BTW, i've gotten the performance problem down using a slightly
modified heuristic from
integrate.c.
On the last run, the compile times were about the same as 200 insns,
but the performance was *much* better (we're down to about 10% speed
loss).
When your performance gets shot to hell, it's always being caused by
not inlining things.
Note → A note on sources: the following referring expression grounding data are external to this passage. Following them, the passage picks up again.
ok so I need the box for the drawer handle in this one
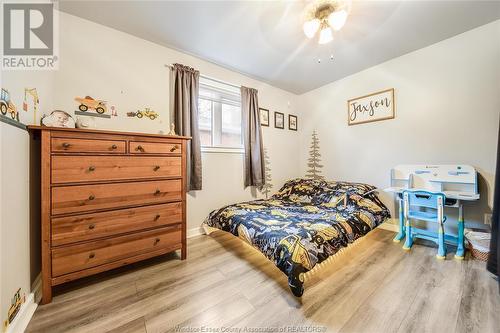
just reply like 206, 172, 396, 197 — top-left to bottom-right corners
89, 252, 95, 259
154, 214, 161, 221
135, 145, 144, 152
88, 224, 95, 230
111, 144, 118, 150
154, 238, 161, 245
153, 165, 160, 171
170, 145, 179, 152
88, 195, 95, 201
88, 166, 96, 172
62, 142, 71, 149
154, 189, 161, 196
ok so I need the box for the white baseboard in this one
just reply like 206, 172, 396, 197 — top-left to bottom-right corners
4, 293, 37, 333
378, 218, 399, 232
187, 226, 205, 238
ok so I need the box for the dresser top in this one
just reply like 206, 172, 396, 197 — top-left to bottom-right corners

I.E. at 100 insns, *::begin and *::end are taking
>50% of the runtime, because they aren't being inlined.
With a fixed store motion, we can turn off cse-skip-blocks and
cse-follow-jumps.
They buy us absolutely no gain, but cost a lot of time (In compiling
your app, Gerald, CSE accounts for > 20% of the compile time on the
files that take the longest to compile).
I've got statistics to back this up.
However, even with cse-skip-blocks and cse-follow-jumps turned off,
CSE is still >15% of the compile.
Mainly because it's trying to eliminate memory loads and stores, which
PRE and Store Motion do much faster than it (since they don't modify
the hash table when a store/load is killed, they just set a bit or two
in a bitvector), and on a global scale.
I'm just completing some benchmark runs to see if our performance
actually changes if i tell CSE to stop caring about memory (and run
store motion after reload).
I sincerely doubt it will, now that load and store motion should be
working.
If it does, then PRE and store motion need to be improved.
--Dan
--
"When I was a kid, I went to the store and asked the guy, "Do you
have any toy train schedules?"
"-Steven Wright